Cognitieve veranderingen, hallucinaties en/of delier

Bij patiënten met cognitieve veranderingen, hallucinaties en/of delier door gebruik van opioïden:

  • Onderken en behandel (indien mogelijk) andere precipiterende factoren (1D).
  • Overweeg verlaging van de dosering, opioïdrotatie, verhogen van de dosisfrequentie of verandering van de toedieningsweg (1D).
  • Indien de bovenstaande strategieën niet mogelijk of niet effectief zijn: start niet-medicamenteuze behandeling, al dan niet in combinatie met haloperidol (1D).

Inleiding

Cognitieve functiestoornissen, hallucinaties, onrust en/of verwardheid treden vooral op bij oudere patiënten en zijn vaak een uiting van een (beginnend) delier (zie ook Richtlijn Delier). De kans op een delier is groter bij hogere doseringen opioïden. Er is geen bewezen verschil in het optreden van cognitieve stoornissen tussen de verschillende opioïden. Dit geldt niet voor patiënten met een afgenomen nierfunctie omdat in dit geval actieve metabolieten van de opioïden kunnen stapelen (vooral bij morfine, minder bij oxycodon, hydromorfon) en bijdragen aan het ontstaan van een delier. Fentanyl en methadon hebben geen actieve metabolieten. Verder zijn van invloed de toedieningsroute en lipofiliteit van het opioïd (hoe sneller receptor bezetting, hoe groter de kans op delier). Bij het optreden van een delier spelen naast opioïden vaak ook andere precipiterende factoren (bijv. gebruik van medicatie met anticholinerge (bij)werking, infecties, koorts, metabole stoornissen, obstipatie, urineretentie of hersenmetastasen) een rol.

Literatuur

In de systematische review van Stone [2011] werd de volgende conclusie vermeld:

  • bij cognitieve veranderingen: zwakke evidentie voor het effect van methylfenidaat.
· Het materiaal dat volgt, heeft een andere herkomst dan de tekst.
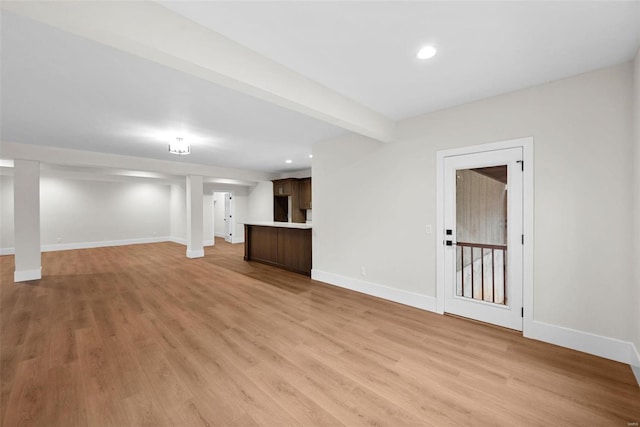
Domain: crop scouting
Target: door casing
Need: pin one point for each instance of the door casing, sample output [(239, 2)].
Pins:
[(527, 220)]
In de systematische review van Sivanesan [2016] betreffende opioïd-geïnduceerde hallucinaties konden alleen case reports geïncludeerd worden. De auteurs concluderen dat opioïd-geïnduceerde hallucinaties zeldzaam zijn en kunnen, als gevolg van gebrek aan studies, alleen algemene adviezen voor de behandeling geven zoals deze bij hallucinaties door andere oorzaken gelden.

In de systematische review van Dale [2010] werden bij meerdere (niet-gerandomiseerde) studies zwakke evidentie gevonden voor een gunstig effect van opioïdrotatie op het optreden van cognitieve veranderingen.

Kwaliteit van bewijs

De uitkomstmaat symptomen van een delier bij behandeling met methylfenidaat is met 3 niveaus verlaagd tot zeer laag gezien het hoge risico op bias, verschillende soorten studieopzet (heterogeniteit) en laag aantal events (imprecisie) [Stone 2011]. De uitkomstmaat symptomen van een delier bij opioïdrotatie is met 1 niveau gedaald tot zeer laag gezien de imprecisie van het laag aantal events. De geïncludeerde studies waren observationele studies [Dale 2010].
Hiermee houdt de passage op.